News and Press Releases

TULALIP TRIBAL MEMBER SENTENCED FOR STEALING FROM TRIBAL CASINO
Defendant Worked as Pit Boss, Stole $5,400 in Chips

FOR IMMEDIATE RELEASE
January 25, 2008

DONALD C. HATCH III, 46, of Tulalip, Washington, was sentenced today in U.S. District Court in Seattle to three months in prison, three months of electronic home monitoring and three years of supervised release for Theft by an Employee of a Gaming Establishment on Indian Lands. HATCH, an enrolled Tulalip tribal member, pleaded guilty October 3, 2007, admitting that between July 2006, and March 2007, he stole $5,400 worth of chips from the casino’s gaming tables. HATCH had family and friends cash the chips for him. At sentencing U.S. District Judge Ricardo S. Martinez told HATCH he was particularly concerned that “you dragged family members into this scheme.”

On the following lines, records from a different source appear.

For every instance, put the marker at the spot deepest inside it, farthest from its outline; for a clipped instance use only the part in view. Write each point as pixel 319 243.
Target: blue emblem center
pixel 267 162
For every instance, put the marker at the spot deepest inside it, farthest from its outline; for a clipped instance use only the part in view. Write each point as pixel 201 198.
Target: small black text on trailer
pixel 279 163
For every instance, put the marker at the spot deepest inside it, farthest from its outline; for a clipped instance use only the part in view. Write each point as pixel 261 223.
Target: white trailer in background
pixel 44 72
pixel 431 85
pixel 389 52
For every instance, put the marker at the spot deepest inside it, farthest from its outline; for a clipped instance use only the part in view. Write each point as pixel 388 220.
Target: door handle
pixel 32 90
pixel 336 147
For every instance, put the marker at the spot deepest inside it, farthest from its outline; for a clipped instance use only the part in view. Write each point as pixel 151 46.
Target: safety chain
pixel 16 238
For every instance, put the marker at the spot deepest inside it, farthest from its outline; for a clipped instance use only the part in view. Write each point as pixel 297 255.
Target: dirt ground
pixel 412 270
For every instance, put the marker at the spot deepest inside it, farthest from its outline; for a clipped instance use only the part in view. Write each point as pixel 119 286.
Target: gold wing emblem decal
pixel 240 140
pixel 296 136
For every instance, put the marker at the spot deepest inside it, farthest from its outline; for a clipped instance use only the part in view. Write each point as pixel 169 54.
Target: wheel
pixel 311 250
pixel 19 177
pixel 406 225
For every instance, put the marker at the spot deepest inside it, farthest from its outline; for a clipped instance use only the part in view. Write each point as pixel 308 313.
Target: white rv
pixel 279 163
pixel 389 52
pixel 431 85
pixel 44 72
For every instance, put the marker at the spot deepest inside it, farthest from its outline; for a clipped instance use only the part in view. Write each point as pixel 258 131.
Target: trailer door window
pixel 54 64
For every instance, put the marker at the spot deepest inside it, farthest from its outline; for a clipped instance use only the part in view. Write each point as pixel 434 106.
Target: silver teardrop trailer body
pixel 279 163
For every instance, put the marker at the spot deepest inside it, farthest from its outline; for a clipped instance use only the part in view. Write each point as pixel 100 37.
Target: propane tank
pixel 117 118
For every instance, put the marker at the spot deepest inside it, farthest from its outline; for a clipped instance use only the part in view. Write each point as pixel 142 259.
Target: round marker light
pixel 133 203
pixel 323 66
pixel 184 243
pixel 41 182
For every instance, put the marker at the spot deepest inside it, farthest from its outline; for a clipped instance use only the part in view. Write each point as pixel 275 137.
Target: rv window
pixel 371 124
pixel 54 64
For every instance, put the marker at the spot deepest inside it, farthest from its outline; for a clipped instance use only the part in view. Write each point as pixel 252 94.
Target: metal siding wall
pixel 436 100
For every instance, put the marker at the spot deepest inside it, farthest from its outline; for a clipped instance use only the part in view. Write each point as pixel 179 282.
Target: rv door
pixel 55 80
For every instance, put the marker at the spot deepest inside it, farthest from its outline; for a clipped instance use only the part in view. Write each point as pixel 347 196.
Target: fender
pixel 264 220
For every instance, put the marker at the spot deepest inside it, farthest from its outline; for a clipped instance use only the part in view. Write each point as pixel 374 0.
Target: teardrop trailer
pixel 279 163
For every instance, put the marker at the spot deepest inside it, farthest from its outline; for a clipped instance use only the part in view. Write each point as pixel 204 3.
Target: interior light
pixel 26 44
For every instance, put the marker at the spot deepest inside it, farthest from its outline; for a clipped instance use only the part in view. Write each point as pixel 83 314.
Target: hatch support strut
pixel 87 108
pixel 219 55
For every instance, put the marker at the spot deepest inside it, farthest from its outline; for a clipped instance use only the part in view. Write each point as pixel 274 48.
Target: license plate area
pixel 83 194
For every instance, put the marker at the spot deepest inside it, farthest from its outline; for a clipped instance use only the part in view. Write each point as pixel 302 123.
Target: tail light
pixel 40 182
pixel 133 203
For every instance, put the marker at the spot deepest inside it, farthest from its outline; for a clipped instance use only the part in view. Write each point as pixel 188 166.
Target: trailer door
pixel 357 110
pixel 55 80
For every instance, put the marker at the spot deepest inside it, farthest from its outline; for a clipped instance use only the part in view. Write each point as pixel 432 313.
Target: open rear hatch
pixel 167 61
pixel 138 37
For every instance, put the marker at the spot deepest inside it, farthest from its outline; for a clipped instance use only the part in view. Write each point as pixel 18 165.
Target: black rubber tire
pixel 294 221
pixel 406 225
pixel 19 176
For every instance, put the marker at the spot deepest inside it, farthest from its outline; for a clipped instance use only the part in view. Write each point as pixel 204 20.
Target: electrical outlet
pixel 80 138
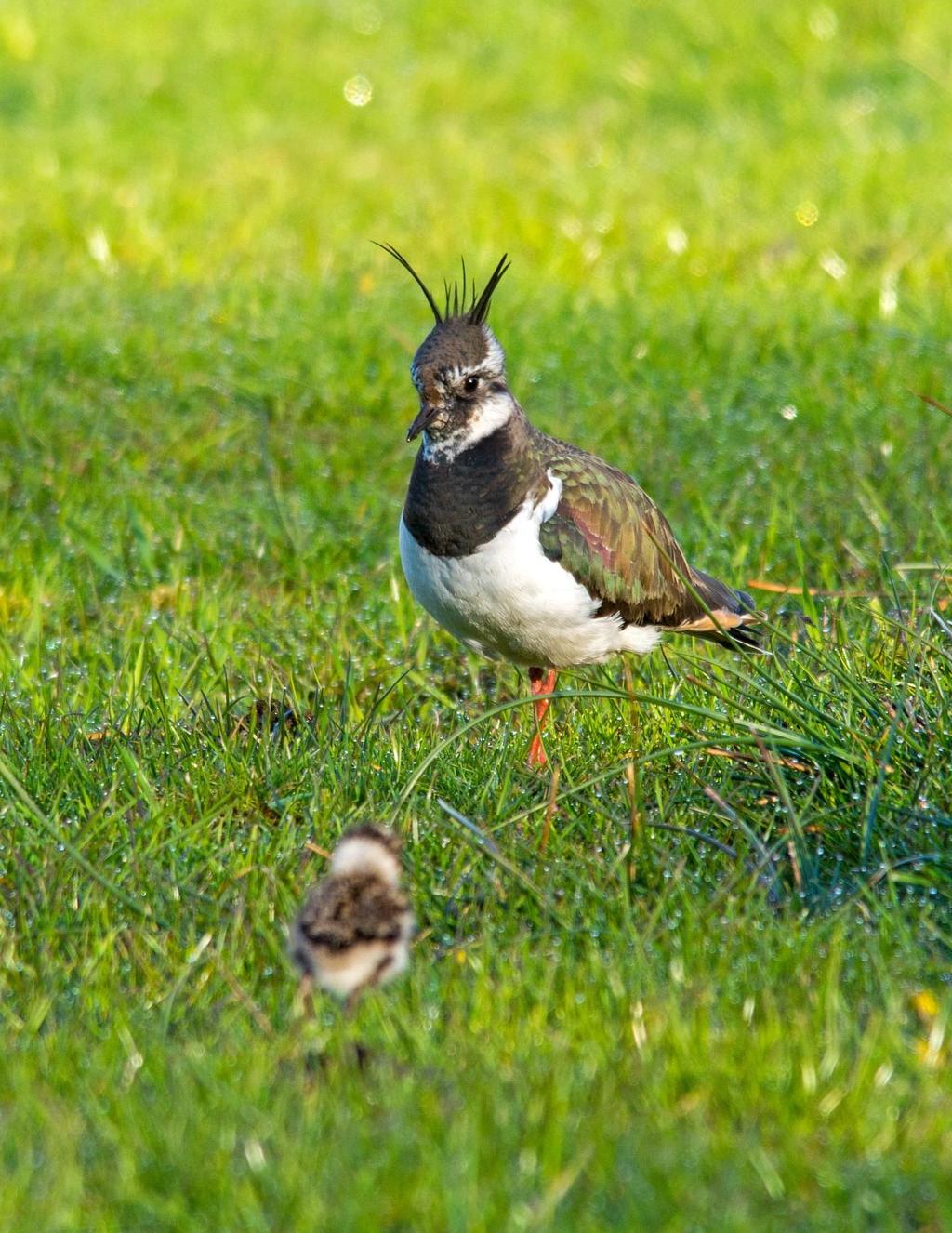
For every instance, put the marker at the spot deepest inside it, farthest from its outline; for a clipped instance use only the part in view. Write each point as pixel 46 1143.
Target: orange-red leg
pixel 540 682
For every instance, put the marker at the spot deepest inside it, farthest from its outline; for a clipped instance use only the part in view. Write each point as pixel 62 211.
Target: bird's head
pixel 370 851
pixel 459 369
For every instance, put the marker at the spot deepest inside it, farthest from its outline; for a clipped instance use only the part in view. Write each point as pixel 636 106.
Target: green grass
pixel 730 241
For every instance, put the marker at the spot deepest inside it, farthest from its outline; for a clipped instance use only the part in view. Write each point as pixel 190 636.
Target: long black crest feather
pixel 420 284
pixel 477 310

According to facts stated in the plea agreement, on March 7, 2007, Tulalip Tribal Gaming inspectors noticed HATCH on surveillance video removing chips from a roulette table. When confronted by the inspectors HATCH pulled four chips from his clothing. Later a search of HATCH’s locker at the casino revealed three more stolen $100 chips. In order to keep investigators from learning of the thefts, HATCH would have family members or friends cash four or five chips at a time at the casino cage. In all HATCH stole $5,400. HATCH paid the restitution amount today.

In asking Judge Martinez to impose prison time, Assistant Untied States Attorney J. Tate London noted that the U.S. Department of Justice has stepped up efforts to protect the integrity of tribal gaming to protect tribal resources. “It is reported that the non-tribal gaming industry (e.g., Las Vegas) typically loses six percent of its revenues to fraud and theft. Applying this same percentage to Indian gaming, it is estimated that in 2004, $1.1 billion dollars of gaming revenues was lost... primarily due to internal theft or embezzlement, and to criminal enterprises or organizations involved in cheating scams,” London wrote in his sentencing memo. By law the gaming revenue is to pay for tribal economic development programs, housing, and education.

Judge Martinez noted that HATCH had “violated the trust of his people.” The judge said “in effect you stole from every single person in your community.... People who desperately needed help.”

The case was investigated by Tulalip Tribal Gaming Agency and the FBI. The case was prosecuted by Assistant United States Attorney J. Tate London, the Tribal Liaison for the U.S. Attorney’s Office.